A friend and his wife were considering traveling to Alaska for a trip that the husband had long dreamed of taking. He kept talking about how great it would be to stay in a log cabin without electricity, to hunt moose, and drive a dog team instead of a car. "If we decided to live there permanently, away from civilization, what would you miss the most?" he asked his wife. She replied, "You."
“All things are lawful for me, but not all things are helpful; all things are lawful for me, but not all things edify. 24 Let no one seek his own, but each one the other’s well-being.” 1 Corinthians 10:23-24
It seems like so many of today’s problems are the result of not understanding the consequences of our behavior. Well, I guess that was the problem in the garden, so long ago. There was temptation, then a decision had to be made, and finally, the consequences of that decision. Too many parents do not allow their children to experience the consequences of their behavior and get a little riled up when the teacher tries to do so.

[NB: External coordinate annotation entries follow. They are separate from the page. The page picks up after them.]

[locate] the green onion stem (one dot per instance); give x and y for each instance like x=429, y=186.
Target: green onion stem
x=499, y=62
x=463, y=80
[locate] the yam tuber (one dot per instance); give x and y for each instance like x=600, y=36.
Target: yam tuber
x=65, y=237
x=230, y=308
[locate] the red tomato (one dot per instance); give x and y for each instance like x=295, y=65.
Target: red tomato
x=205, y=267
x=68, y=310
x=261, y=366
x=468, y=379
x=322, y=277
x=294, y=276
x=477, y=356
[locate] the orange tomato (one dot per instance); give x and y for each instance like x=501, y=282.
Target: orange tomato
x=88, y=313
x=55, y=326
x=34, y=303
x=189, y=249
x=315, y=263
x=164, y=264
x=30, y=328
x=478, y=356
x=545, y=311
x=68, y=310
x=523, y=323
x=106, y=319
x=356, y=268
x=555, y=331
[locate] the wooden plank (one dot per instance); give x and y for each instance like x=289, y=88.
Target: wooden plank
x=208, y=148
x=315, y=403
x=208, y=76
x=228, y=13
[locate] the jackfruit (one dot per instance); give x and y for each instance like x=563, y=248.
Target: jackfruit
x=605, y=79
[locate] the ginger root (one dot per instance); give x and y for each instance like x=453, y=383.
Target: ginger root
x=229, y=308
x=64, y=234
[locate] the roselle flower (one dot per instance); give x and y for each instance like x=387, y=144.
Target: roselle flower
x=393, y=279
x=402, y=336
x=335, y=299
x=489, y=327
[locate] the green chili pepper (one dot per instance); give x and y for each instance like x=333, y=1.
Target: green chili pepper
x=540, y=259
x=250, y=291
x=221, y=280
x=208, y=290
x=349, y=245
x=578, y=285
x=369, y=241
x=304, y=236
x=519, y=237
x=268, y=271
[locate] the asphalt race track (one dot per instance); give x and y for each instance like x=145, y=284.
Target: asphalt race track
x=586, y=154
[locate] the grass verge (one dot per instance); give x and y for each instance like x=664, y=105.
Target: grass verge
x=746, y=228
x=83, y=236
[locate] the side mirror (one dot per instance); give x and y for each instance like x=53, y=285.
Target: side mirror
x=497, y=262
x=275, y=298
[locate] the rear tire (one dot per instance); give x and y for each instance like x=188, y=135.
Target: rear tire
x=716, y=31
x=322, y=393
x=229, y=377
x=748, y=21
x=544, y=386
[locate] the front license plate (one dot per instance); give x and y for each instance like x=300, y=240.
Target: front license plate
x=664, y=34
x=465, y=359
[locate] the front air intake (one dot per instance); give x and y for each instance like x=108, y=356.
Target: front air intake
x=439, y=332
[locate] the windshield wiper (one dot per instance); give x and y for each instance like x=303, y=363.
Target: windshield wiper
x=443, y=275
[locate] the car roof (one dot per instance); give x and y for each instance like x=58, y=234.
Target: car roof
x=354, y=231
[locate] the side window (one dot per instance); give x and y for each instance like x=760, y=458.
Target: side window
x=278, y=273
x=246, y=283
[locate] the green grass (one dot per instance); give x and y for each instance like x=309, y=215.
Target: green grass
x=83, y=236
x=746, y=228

Paul was explaining that there are some things that are lawful, but they are not helpful. You might have a right to do it, but it does not edify, it does not build up the other person. We might think, “Wait a minute, this is my life and I’m free to live it as I choose!” Yes, you are free to do that and “that” may not be wrong, but if it causes someone to stumble, then you should not do it. And we want to say, “That’s their problem!” Paul wrote: “Let no one seek his own, but each one the other’s well-being.”
God’s Word defines love in 1 Corinthians 13. Love is putting another’s well-being before our own. We need to ask ourselves, “What will the consequences be if I do this or don’t do that?” “Will that action or lack of action help or hurt someone else?” Asking those questions is a big step toward spiritual maturity. Are you moving from “I’m free to do as I please?” to “How will my actions or words effect my neighbor?” Lawful is great, but what’s better than love?